Aggressive actions by the
football mascot have raised
concerns among some fans

Even though he's not on the team, Vili Fehoko has raised the profile of the University of Hawaii football program considerably over the past four seasons.

The TV cameras often spotlight him during game telecasts. He's been interviewed on ESPN. His face has been plastered in newspaper and TV ads. Fans, cheerleaders, mascots and coaches of opposing teams -- even referees -- have sought to have their pictures taken with him.

But the attention that the UH Warrior mascot has attracted lately isn't the kind UH wants.

Enough fans have criticized Fehoko's recent aggressive behavior toward opponents and their supporters that the university is re-evaluating the mascot program and whether Fehoko, a 38-year-old professional entertainer, will continue to serve as its public face.

"We hear our fans loud and clear," said Tom Sadler, UH's associate athletics director. "We don't condone that type of behavior. We're going to address it."

Asked whether the revised mascot program would include Fehoko, Sadler said, "We're keeping all our options open."

Vili the Warrior looked on Thursday at the men's volleyball game against Penn State in the Stan Sheriff Center.

After the nationally televised Sheraton Hawaii Bowl, a triple-overtime Christmas Day thriller that ended in an embarrassing brawl between UH and University of Houston players, some people publicly complained that Fehoko's actions -- punctuated by an in-your-face, frenzied, high-volume, machismo style -- further embarrassed the school and state.

His yelling during a sideline interview broadcast nationally that Houston wasn't welcome here and his taunting of the opposition triggered most of the post-Christmas sniping, some of which appeared in letters to local newspapers.

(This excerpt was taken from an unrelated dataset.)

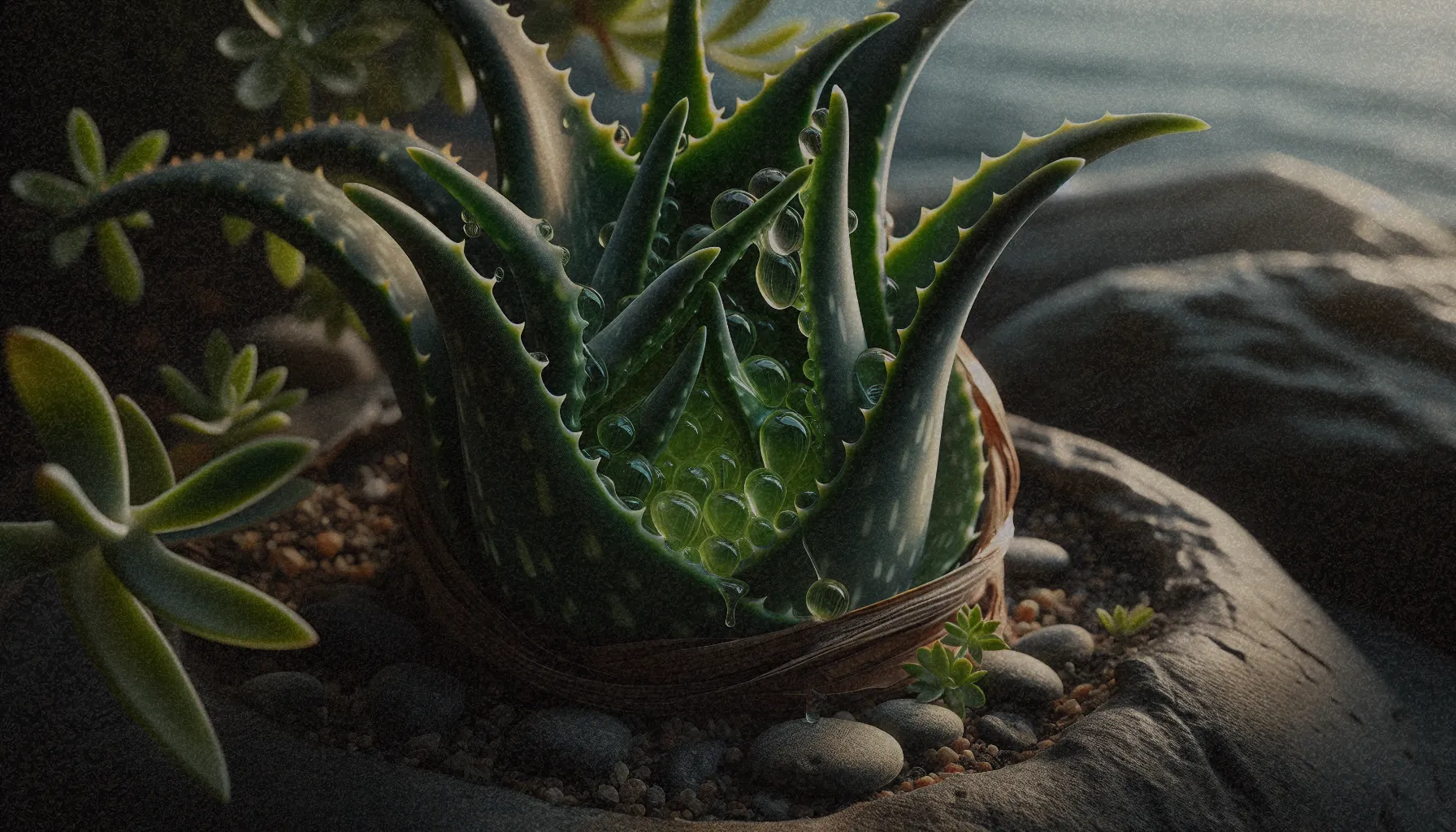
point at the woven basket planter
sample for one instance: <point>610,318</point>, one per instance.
<point>854,657</point>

"I am a recent graduate of the University of Hawaii, and I believe we need to replace our current mascot," Jennifer Chang wrote in a letter published in the Star-Bulletin. "He is rude, taunts the opposing team and shouts on national television that our opponent is not welcome."

But even before Christmas, his actions at other UH football games had been called into question. The school received fewer than 20 complaints after each home game with the University of Texas-El Paso in October and the University of Alabama the following month, according to Sadler. A similar number of complaints was received after the bowl game.

Vili look-alikes line the stands at the Hawaii Bowl in anticipation of a fan contest.

Some fans blasted what they called his crude or distasteful gestures, such as the time he grabbed the trunk of the University of Alabama's elephant mascot, stuck the trunk near Fehoko's rear end and started trotting away, dragging the elephant for a few seconds.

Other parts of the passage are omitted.